The past five years have seen a “relentless” rise in the number of British parents being pushed into poverty despite being in employment.
That’s according to a new report published by the Joseph Rowntree Foundation (JRF), which has highlighted the growing prevalence of in-work poverty among families across the country.
Roughly one in five (22 per cent) people in the UK are regarded as living in poverty, which equates to around 14.3 million individuals, including 4.1 million children and 1.9 million pensioners.
The JRF’s latest research suggests that there are now around 8.2 million British adults who live in poverty despite being part of a family or household in which one or more people are in work.
According to the charity, roughly one in every eight people in work is living in poverty with the rate of in-work poverty rising faster than employment.
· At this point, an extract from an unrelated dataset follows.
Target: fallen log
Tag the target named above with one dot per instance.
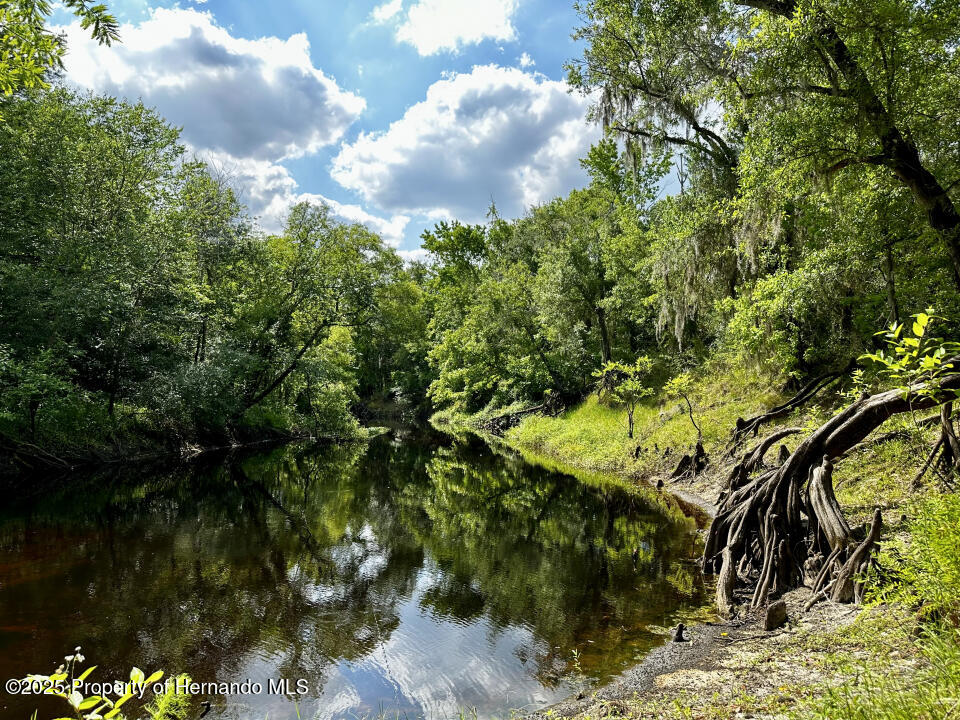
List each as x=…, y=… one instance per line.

Among the issues cited as driving forces behind the rise of in-work poverty are changes to tax credit legislation, struggles associated with rent payments and housing, and a reliance on low-paid work where opportunities for progression are limited.
Hazel Ratcliffe, a lone working parent from Fife, has been given by the JRF as an example of someone who has found themselves living in poverty despite working a substantial number of hours each week.
“Life can feel like a hamsters’ wheel: I am working and pushing myself so hard, but feel like I’m stuck,” she says.
“Most weeks I manage, but it involves rigid meal planning, then going around the supermarket with a calculator to ensure I stay within budget.”
Campbell Robb, chief executive of the JRF, describes some of the trends highlighted in his organisation’s report as being “unacceptable” and called for action to be taken at the highest levels to address the underlying issues involved.
“It’s time for us to decide what kind of country we want to be. As we leave the EU, we must tackle the burning injustice of poverty and make Britain a country that works for everyone,” he said.